TFF: On the show, Mya is a stud turned femme who prefers to date femmes as well. What are your views on femme for femme relationships in real life?
Boop: Femme on femme relationships tend to be very challenging, not because the two are struggling to figure out who wears the pants, but because many femmes aren’t lesbians to begin with. I remember it being a “trend” and some still consider it to be. A lot of us get caught up thinking that a femme is the perfect type for us as lesbians but many of them are either fed up with with men, bisexual, uncertain, exploring or just plain straight. The hard part is keeping up with these changes while still trying to figure out where the two of you stand. I was so devastated when Tina from The L Word was having cyber sex with a man online. You just never know! But please, don’t even get me started on Studs because that’s a horse of a different color! They have their hurdles, too.
TFF: Stuck between a rock and a hard place! Last question. What is your ultimate goal in life and what makes you genuinely happy? What are you passionate about?
Boop: My ultimate goal in life is to help women realize that we need to support one another because I truly believe that we’re the stronger sex and that we deserve more respect; not from society but from ourselves. Although I am a lesbian, this love for women goes much deeper. I have sisters, cousins, a mother I love dearly and female friends who go about their lives who every now and then lose sight of how powerful they are. From the earliest text of any bible to the latest article in a magazine, we’re constantly being shunned or considered a service to man on a much larger scale.

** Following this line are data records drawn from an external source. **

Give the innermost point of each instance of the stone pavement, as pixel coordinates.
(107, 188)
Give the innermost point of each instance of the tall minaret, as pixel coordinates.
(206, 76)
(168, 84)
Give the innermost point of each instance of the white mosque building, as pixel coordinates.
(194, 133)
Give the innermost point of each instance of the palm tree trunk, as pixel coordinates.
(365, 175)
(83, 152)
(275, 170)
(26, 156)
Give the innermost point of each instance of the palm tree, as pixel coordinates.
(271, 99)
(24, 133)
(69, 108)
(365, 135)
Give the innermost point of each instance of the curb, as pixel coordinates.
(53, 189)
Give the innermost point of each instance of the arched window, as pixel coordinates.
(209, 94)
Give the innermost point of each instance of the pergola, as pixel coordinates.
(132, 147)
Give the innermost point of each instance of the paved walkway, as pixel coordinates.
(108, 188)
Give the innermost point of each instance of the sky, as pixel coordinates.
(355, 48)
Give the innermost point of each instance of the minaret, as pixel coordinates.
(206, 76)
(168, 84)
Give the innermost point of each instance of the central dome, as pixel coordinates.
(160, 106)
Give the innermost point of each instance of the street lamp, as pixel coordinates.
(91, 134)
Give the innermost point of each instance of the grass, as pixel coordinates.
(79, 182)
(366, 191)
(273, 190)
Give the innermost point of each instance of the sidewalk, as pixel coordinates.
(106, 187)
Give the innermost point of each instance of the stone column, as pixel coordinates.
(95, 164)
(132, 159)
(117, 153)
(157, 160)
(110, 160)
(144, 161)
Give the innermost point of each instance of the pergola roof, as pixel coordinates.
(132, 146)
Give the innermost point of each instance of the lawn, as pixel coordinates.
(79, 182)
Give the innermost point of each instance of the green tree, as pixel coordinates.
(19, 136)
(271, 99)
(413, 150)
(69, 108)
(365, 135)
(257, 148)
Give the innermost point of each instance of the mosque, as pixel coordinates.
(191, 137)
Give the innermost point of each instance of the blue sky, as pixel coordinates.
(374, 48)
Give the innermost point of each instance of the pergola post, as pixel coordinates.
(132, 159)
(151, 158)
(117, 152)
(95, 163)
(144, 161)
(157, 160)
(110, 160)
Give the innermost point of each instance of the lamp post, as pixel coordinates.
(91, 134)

I loathe the fact that we’re half naked or exposing ourselves (I actually empower that but in good taste!) for the likes of others rather than for us to be considered as art. What’s more beautiful than a woman’s body? Women like Rihanna are looked at as trashy to many but I feel like she’s very empowering and the first naysayer WOULD be another woman. We don’t support our own sex at all and it is probably my biggest pet peeve. Weren’t we, as early humans, less clothed to begin with? Were we judged for it and are men equally judged?
There’s a scene in The L Word where character Max (lover of Jenny at the time) discussed how you didn’t have to put a lid on a boiling pot of female lobsters because once they realize they’re in a pot of boiling water, they keep one another down so that NONE of them get out as to say “if I’m not getting out, no one is”. However, you couldn’t boil male lobsters because they’d climb on top of one another to escape so they’d need a top on the pot. I never forgot that scene and it will forever be my favorite because it spoke volumes. After Max finished this story, everyone at the table didn’t care to continue the conversation for lack of understanding.
I understand that we as people of color, need to support one another, but the sisterhood we never truly had, is overdue and if we don’t recognize what it’s doing to our women (not just of color) then we’re just as blind as everyone was at that dinner table in that scene of The L Word.